Most observers might have missed it at the time, but in May 2009 Admiral Michael Mullen – the Chairman of the U.S. Joint Chiefs of Staff, our nation's most senior military officer – observed of Pakistani nuclear weapons security that "We, the United States, have invested very significantly over the last three years to work with them to improve that security. And we're satisfied, very satisfied, with that progress." His comments suggest that the inauguration of such work with Pakistan must have occurred early in President Bush's second term. Understanding this makes any Obama efforts to broaden such cooperation no less worthy, of course, but a little perspective – and a little less "spin" – is surely in order.

I point out all of this not to slight Amb. Jenkins remarks, but to encourage readers to look beyond the surface politics of the "new" White House initiative on nuclear materials controls in order to understand the real continuities of U.S. policy. The point should not be about who begat what. Bush built upon Clinton-era foundations, and Obama will hopefully build upon what the Bush team did. That's what serious policymaking should be like when grave security threats loom on the horizon. Accordingly, I applaud the Obama Administration's stated commitment to nuclear materials controls worldwide, and wish them Godspeed in achieving these goals.
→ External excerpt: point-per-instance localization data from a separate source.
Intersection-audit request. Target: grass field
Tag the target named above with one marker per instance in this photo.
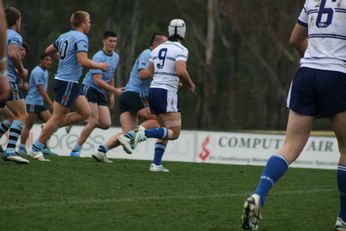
(81, 194)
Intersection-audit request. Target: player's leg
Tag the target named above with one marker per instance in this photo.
(297, 134)
(45, 116)
(104, 120)
(82, 112)
(128, 121)
(172, 122)
(18, 108)
(59, 113)
(32, 118)
(129, 104)
(338, 125)
(6, 123)
(92, 121)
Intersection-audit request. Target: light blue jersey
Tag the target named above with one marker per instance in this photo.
(13, 38)
(68, 45)
(39, 76)
(101, 57)
(135, 83)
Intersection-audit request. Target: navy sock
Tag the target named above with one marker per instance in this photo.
(341, 182)
(275, 168)
(102, 148)
(4, 126)
(76, 148)
(159, 150)
(14, 133)
(159, 133)
(37, 146)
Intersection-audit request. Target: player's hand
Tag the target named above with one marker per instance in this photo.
(111, 101)
(192, 88)
(117, 91)
(4, 88)
(104, 66)
(23, 75)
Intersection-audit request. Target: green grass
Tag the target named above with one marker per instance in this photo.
(81, 194)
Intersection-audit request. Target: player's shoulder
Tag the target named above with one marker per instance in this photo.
(36, 70)
(145, 53)
(175, 45)
(77, 35)
(115, 55)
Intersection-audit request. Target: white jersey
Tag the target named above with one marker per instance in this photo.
(326, 23)
(163, 58)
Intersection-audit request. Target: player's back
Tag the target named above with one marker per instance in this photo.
(135, 83)
(326, 33)
(13, 38)
(38, 76)
(111, 59)
(164, 58)
(68, 45)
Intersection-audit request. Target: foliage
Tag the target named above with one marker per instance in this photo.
(239, 56)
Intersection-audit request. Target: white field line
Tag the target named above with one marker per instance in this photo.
(154, 198)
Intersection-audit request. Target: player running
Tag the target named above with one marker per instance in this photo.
(71, 48)
(317, 90)
(96, 85)
(168, 66)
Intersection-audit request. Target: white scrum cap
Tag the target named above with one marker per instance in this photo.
(177, 27)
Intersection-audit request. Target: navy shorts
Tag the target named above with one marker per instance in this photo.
(66, 92)
(319, 93)
(36, 108)
(162, 101)
(130, 101)
(15, 92)
(94, 95)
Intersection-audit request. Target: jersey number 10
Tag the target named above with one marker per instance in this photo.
(162, 57)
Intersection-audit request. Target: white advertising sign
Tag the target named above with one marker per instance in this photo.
(201, 147)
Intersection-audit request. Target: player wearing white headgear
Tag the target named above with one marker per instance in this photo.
(168, 67)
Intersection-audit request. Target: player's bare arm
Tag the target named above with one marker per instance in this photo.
(84, 61)
(184, 75)
(299, 39)
(14, 55)
(52, 52)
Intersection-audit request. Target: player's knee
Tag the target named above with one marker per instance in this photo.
(85, 115)
(105, 126)
(22, 117)
(175, 135)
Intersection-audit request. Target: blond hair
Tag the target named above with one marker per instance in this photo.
(77, 18)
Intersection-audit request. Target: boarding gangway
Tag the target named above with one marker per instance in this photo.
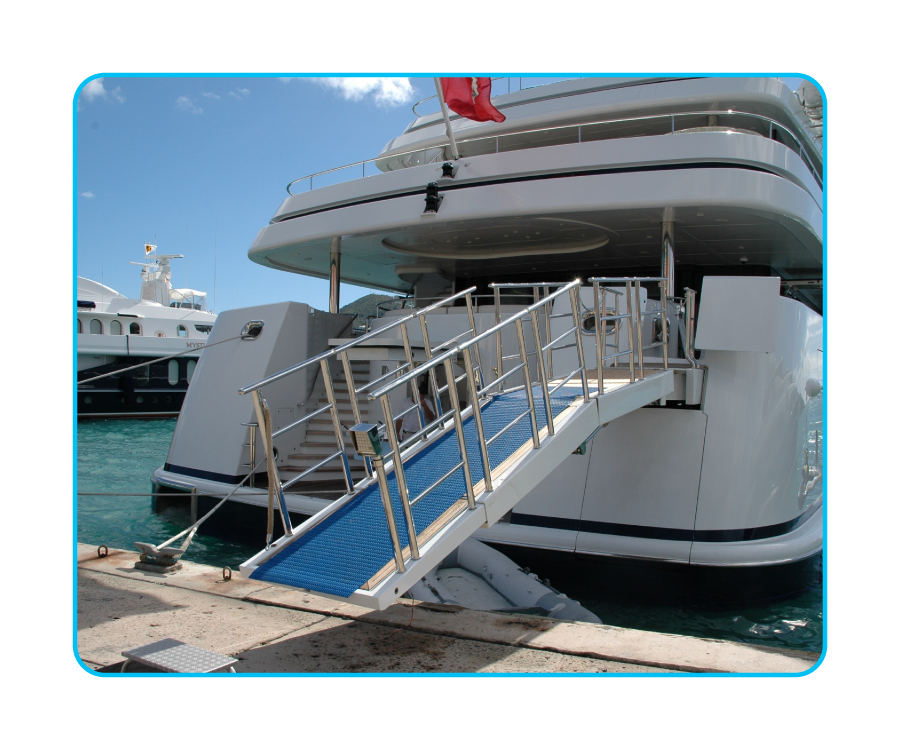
(468, 467)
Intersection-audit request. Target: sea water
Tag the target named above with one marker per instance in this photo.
(116, 458)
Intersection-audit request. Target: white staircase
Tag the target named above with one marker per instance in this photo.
(320, 440)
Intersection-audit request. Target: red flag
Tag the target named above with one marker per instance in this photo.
(471, 98)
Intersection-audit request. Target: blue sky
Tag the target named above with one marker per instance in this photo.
(198, 165)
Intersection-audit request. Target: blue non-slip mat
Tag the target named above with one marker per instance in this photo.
(350, 546)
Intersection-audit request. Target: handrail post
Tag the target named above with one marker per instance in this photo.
(499, 336)
(548, 334)
(401, 479)
(476, 415)
(378, 461)
(252, 445)
(432, 374)
(640, 325)
(689, 298)
(535, 435)
(664, 289)
(617, 328)
(575, 297)
(336, 423)
(599, 333)
(409, 359)
(542, 373)
(262, 413)
(478, 364)
(460, 436)
(354, 402)
(629, 304)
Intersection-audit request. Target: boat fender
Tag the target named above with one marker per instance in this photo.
(560, 607)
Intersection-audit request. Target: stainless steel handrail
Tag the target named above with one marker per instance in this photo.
(469, 351)
(633, 305)
(341, 353)
(769, 122)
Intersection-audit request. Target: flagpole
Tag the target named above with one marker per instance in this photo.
(453, 150)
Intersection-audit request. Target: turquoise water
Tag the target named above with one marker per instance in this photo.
(119, 455)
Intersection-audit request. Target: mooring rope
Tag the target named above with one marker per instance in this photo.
(192, 529)
(271, 472)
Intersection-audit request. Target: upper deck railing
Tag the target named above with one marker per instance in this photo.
(725, 121)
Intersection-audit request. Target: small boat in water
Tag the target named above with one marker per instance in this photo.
(126, 366)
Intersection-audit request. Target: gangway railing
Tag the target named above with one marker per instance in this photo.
(342, 353)
(477, 390)
(467, 465)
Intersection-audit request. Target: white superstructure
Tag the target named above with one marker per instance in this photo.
(712, 184)
(115, 332)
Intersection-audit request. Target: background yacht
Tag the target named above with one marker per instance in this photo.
(114, 332)
(689, 213)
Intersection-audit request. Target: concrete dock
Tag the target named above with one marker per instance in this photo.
(271, 629)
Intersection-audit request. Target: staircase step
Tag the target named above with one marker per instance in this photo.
(314, 450)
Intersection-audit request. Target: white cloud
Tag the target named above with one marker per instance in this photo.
(186, 104)
(96, 90)
(386, 92)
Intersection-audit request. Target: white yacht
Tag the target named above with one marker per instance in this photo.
(115, 333)
(616, 306)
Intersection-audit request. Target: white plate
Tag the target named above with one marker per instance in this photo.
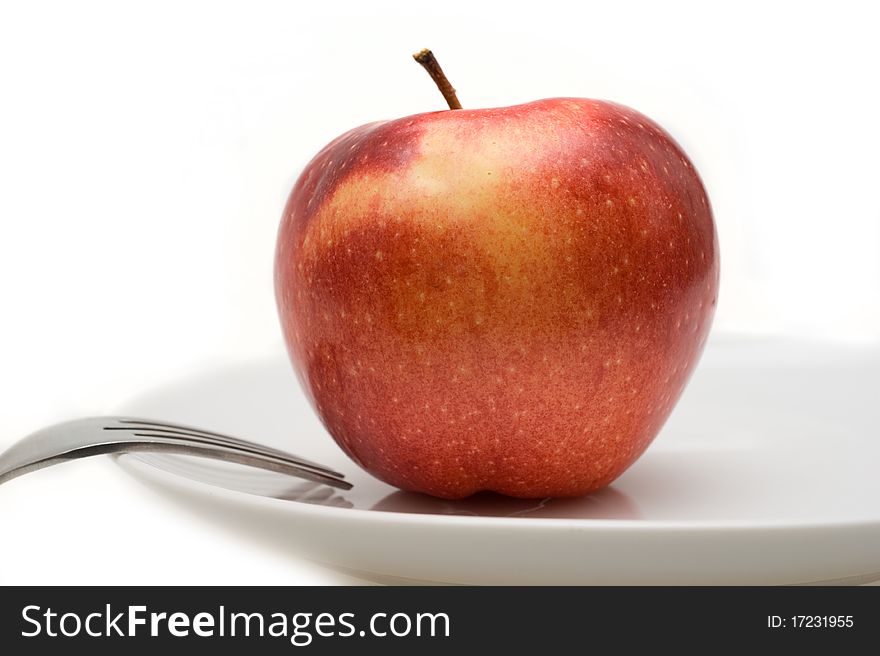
(767, 473)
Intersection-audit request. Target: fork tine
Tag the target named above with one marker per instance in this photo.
(89, 436)
(171, 428)
(234, 454)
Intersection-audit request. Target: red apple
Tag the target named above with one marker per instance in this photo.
(506, 299)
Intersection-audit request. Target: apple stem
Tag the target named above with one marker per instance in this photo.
(427, 59)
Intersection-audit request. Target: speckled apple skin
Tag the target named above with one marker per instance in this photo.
(505, 299)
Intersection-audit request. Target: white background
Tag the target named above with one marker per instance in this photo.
(146, 151)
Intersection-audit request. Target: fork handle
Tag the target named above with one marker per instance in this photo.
(178, 447)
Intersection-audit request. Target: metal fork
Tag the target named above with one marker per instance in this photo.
(96, 435)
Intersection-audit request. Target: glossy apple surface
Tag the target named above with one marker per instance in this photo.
(505, 299)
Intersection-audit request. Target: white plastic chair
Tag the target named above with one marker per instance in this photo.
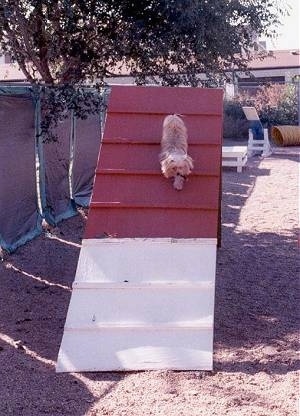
(254, 144)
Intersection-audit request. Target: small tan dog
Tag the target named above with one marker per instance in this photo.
(174, 160)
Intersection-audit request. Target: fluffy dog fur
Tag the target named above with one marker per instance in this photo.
(174, 160)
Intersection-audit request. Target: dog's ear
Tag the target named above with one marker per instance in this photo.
(167, 166)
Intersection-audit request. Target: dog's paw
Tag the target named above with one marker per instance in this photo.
(178, 182)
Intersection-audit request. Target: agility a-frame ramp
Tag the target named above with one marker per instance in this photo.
(143, 295)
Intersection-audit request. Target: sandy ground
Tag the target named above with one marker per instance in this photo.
(256, 318)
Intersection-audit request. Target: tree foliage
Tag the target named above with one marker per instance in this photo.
(75, 41)
(67, 44)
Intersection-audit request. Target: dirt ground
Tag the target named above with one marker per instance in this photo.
(256, 317)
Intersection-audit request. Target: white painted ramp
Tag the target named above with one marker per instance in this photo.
(141, 304)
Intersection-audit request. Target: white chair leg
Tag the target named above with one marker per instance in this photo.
(267, 151)
(250, 143)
Perhaps as we better appreciate how much U.S. policy has not changed – or rather how each set of initiatives has built constructively and logically upon what came before it in a process of development over the last decade and a half – it will be possible for the U.S. policy community to pull together and engage international partners in making real progress on these issues. The Obama Administration seems to wish to hide the bipartisan consensus that underlies nuclear materials control, but it would be better to admit and embrace this as a model for modern Washington.
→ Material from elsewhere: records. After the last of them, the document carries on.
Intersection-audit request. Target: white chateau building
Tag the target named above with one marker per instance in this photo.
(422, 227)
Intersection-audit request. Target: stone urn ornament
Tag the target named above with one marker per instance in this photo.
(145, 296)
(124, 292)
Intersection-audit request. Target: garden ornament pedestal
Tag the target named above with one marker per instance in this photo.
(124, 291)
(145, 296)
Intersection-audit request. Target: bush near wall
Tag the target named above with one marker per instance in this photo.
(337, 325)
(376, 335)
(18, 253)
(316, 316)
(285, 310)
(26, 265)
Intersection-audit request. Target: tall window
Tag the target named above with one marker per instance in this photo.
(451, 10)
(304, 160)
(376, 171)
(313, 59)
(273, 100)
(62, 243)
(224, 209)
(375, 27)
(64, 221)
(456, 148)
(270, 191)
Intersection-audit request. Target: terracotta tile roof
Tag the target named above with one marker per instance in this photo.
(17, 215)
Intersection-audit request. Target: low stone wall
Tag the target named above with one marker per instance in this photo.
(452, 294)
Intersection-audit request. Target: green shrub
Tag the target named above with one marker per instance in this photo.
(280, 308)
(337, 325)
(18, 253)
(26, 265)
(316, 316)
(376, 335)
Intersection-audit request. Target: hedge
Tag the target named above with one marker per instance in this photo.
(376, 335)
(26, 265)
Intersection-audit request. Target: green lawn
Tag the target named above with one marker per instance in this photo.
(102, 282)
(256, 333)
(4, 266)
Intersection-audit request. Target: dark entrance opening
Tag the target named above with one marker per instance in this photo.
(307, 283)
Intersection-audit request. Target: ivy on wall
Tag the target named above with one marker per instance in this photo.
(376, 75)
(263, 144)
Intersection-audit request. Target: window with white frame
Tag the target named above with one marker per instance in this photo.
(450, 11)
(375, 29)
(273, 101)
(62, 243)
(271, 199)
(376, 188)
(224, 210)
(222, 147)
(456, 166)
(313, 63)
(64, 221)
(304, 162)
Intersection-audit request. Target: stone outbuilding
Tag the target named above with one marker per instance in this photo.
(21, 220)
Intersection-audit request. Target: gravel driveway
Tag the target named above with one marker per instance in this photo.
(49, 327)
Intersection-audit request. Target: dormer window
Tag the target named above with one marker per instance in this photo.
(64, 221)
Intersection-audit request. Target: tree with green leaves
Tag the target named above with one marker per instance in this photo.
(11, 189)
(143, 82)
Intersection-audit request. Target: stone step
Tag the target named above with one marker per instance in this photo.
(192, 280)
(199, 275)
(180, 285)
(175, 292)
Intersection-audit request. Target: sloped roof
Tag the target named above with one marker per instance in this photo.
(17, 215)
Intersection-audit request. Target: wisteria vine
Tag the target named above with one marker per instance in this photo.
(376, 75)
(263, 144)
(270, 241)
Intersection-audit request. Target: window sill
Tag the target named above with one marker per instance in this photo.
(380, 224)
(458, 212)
Better yet, in fact, the Administration should extend such bipartisan cooperation. If one is seriously concerned about nuclear materials falling into the hands of bad actors, after all, "insecure" material is only part of the problem. We face a situation now in which the use of fissile material in nuclear power generation seems likely to grow significantly and nuclear know-how is becoming ever more widespread. The economic downturn may put something of a brake upon the heady talk of a "nuclear power renaissance" one heard a few years ago, but significant expansion seems to be in the cards nonetheless – with "green" reasons compounding "energy security" arguments for growth. At the same time, Iran and its diplomatic apologists have been spreading the legally spurious but apparently politically compelling Gospel of nuclear technology "rights" far and wide – with the result that ever more countries seem to believe that everyone has a legal "right" to technologies that could be used to produce fissile material usable in nuclear weapons.

The amount of nuclear materials in the world, in other words, is likely to expand hugely in the coming years. It is certainly critical that such material be properly secured against loss or theft, but if we are serious about having a long-term nonproliferation policy, we should also focus more upon controlling and channeling the spread of material and technology – even "secure" materials and technology – in the first place. No sane person wants terrorists to have a nuclear weapons "option." We should also think twice, however, before we countenance the spread of such capabilities to more governments.

Securing nuclear materials worldwide and working to ensure that not so darn much of the most sensitive nuclear material and technology spreads around the world in the first place – "secure" or otherwise: how's that for a bipartisan agenda for progress? Sign me up.